Several people were considered suspects in the case, including Taylor’s valet and cook, who had a history of stealing from him; Normand, whom Taylor was rumored to be romantically involved with and who was the last person to see him alive (her connections to cocaine suppliers raised further suspicions); Mary Miles Minter, a young actress with romantic feelings for Taylor; and even Minter’s mother.

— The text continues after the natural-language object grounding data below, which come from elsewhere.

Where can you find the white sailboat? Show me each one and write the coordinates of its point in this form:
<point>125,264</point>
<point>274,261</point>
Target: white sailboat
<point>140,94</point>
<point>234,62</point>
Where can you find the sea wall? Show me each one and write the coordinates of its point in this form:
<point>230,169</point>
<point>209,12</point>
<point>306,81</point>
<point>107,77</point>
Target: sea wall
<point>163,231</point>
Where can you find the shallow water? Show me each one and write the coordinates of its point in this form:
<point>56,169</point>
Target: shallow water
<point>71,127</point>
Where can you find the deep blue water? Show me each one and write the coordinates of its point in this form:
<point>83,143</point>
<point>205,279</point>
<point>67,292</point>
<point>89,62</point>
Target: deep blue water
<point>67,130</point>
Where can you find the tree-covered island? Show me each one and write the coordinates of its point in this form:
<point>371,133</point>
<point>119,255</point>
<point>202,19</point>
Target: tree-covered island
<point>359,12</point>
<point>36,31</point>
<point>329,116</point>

In an unusual turn of events, actress Margaret Gibson allegedly confessed to Taylor’s murder on her deathbed in 1964.

Martha Mansfield

Martha Mansfield started acting when she was 18 and became famous quickly. She even performed with the Ziegfeld Follies for a while before moving to Hollywood to act in movies. She was in successful films like “Dr. Jekyll and Mr. Hyde” with John Barrymore in 1920.

Martha Mansfield photo
Pictured: Martha Mansfield

Three years later, while filming “The Warrens of Virginia” in San Antonio, Texas, a cast member accidentally threw a match. It set fire to Mansfield’s big dress, which had hoop-skirts and lots of fabric layers. Even though the fire was extinguished before it reached Mansfield’s face and neck, she was taken to a nearby hospital. Sadly, she passed away less than 24 hours later. She was only 24-years-old when she died.

Ray Chapman

Ray Chapman spent his entire baseball career as a shortstop for the Cleveland Indians. Though he had a good career, he’s best known for how he died.

Ray Chapman photo
Pictured: Ray Chapman

On August 17, 1920, during a game against the New York Yankees, Chapman was hit in the head by a pitch thrown by Carl Mays. Sadly, Chapman passed away 12 hours later. Mays said that the hit was so strong, it sounded like the ball had hit Chapman’s bat. He didn’t realize Chapman was injured and continued to play. This incident is the only one in baseball history where a player died from injuries during a game.

Isadora Duncan

Isadora Duncan was a famous dancer who popularized modern dance. She performed throughout Europe and later in New York City. Duncan was known for her unusual behaviors, including an incident in which she bared her breasts during a performance in Boston. She was frequently seen wearing long, flowing scarves.

Isadora Duncan photo
Pictured: Isadora Duncan

Duncan died tragically on September 14, 1927, in Nice, France, after one of her signature scarves became entangled in the open-spoked wheel of the car she was riding in, resulting in a fatal neck injury. The New York Times reported her death as a “tragic accident,” stating that she was “hurled in an extraordinary manner” from the vehicle, leading to her instant death upon impact with the stone pavement.

Harry Houdini

Harry Houdini, the world’s most famous magician, wowed audiences with his spectacular escape acts from 1891 until his tragic death in 1926 at the age of 52. The official cause of death was recorded as peritonitis resulting from a ruptured appendix.

Harry Houdini photo
Pictured: Harry Houdini

Many people believed J. Gordon Whitehead, a student who surprised Houdini by punching him in the stomach several times after a performance, was responsible for the injury. Whitehead asked Houdini if he could really take any punch in the stomach. Houdini said yes, not thinking Whitehead would actually try it. After being punched, Houdini was in pain but still traveled for a few days. Eventually, the pain became too much, and he died in a Detroit hospital on October 31st.